Читаем без скачивания Подозреваются все (вариант перевода Фантом Пресс) - Иоанна Хмелевская
Шрифт:
Интервал:
Закладка:
Только что Моника присутствовала при даче показаний Ирэной, в связи с чем преисполнилась самых мрачных предчувствий.
— Эта идиотка закусила удила и удержу не знает. Вцепилась в свою книгу записей и тычет ее всем под нос. Клянется, что в нее записан любой, кто выходил из мастерской в рабочее время. Ни на какие вопросы не отвечает, только знай книгу подсовывает.
— Ну, значит, Ярослав попадется. Его не было, в книжку он не записался и теперь не знает, чего держаться.
— И что это на нее накатило? Ведь всех нас подведет под монастырь. Неужели смерть Тадеуша такой удар для нее, что так злобствует?
— Ирэну не знаете? Для нее удар то, что конференц-зал использовали не по назначению. Непорядок… Там должны проводиться коллективные мероприятия, а убийство было индивидуальным…
— А будь оно массовым, она бы не переживала?
— Как ты себе это представляешь? Массовая смерть участников конференции?
— А что, самое подходящее место…
— Хотела бы я знать одну вещь… — начала было Алиция, но тут высунулся из двери чрезвычайно взволнованный Казимеж и не дал ей кончить:
— Алиция, можно тебя на минутку?
Вернулась Ядвига, пришлось освободить ее стол, мы переместились к дверям моей комнаты и оттуда принялись наблюдать за действиями милиции, число сотрудников которой сильно увеличилось. Наверное, мы им все-таки мешали, так как вид у них был недовольный, но нас они не прогоняли.
У Ядвиги были новости.
— Прокурор приехал, — громко прошептала она. — Сейчас разделывает Зенона. Молодой и жутко красивый. А вот и он!

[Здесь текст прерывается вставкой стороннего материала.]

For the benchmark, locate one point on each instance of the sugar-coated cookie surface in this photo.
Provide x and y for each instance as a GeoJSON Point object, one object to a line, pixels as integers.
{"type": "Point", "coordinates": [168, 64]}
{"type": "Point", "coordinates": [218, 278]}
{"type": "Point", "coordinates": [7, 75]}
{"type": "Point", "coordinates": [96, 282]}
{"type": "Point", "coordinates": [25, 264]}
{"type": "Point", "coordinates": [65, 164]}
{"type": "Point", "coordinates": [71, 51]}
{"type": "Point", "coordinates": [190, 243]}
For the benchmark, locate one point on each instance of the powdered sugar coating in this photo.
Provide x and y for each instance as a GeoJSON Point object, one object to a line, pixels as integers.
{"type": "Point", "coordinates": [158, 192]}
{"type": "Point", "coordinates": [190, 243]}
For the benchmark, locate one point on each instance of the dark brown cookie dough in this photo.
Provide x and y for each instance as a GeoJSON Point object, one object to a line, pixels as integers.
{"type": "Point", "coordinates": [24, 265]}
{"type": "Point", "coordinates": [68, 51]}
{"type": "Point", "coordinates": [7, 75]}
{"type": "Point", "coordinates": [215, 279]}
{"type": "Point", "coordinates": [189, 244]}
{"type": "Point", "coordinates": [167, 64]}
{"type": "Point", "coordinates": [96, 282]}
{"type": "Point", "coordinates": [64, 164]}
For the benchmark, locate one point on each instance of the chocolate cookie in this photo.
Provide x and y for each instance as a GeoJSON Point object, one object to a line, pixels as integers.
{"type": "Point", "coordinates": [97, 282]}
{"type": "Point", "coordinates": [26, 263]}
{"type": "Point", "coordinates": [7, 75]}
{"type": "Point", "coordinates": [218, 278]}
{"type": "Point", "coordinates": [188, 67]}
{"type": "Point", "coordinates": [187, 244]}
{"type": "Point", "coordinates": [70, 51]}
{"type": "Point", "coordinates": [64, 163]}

Моника, Анка и я живо повернулись к кабинету начальства, откуда в коридор вышла группа представителей следственных органов. Слово «прокурор» само по себе действует интригующе на всякого простого смертного, но тут… Взглянули мы на прокурора, и в глазах у нас потемнело.
Группа представителей следственных органов состояла из трех человек. Рядом с поручиком в форме и известным нам капитаном вышел еще один — высокий, стройный, черный и с голубыми глазами! На нем были черные брюки и черная рубашка. Ничего специфически прокурорского я в нем не заметила, никакой особой агрессивности, зато красота совершенно особая! Что-то неуловимо асимметричное в лице придавало ему ни чем не сравнимое выражение, нейтрализуя мягкость и делая это красивое лицо волевым, мужественным. Голубоватые тени, оставшиеся после бритья, только подчеркивали это выражение.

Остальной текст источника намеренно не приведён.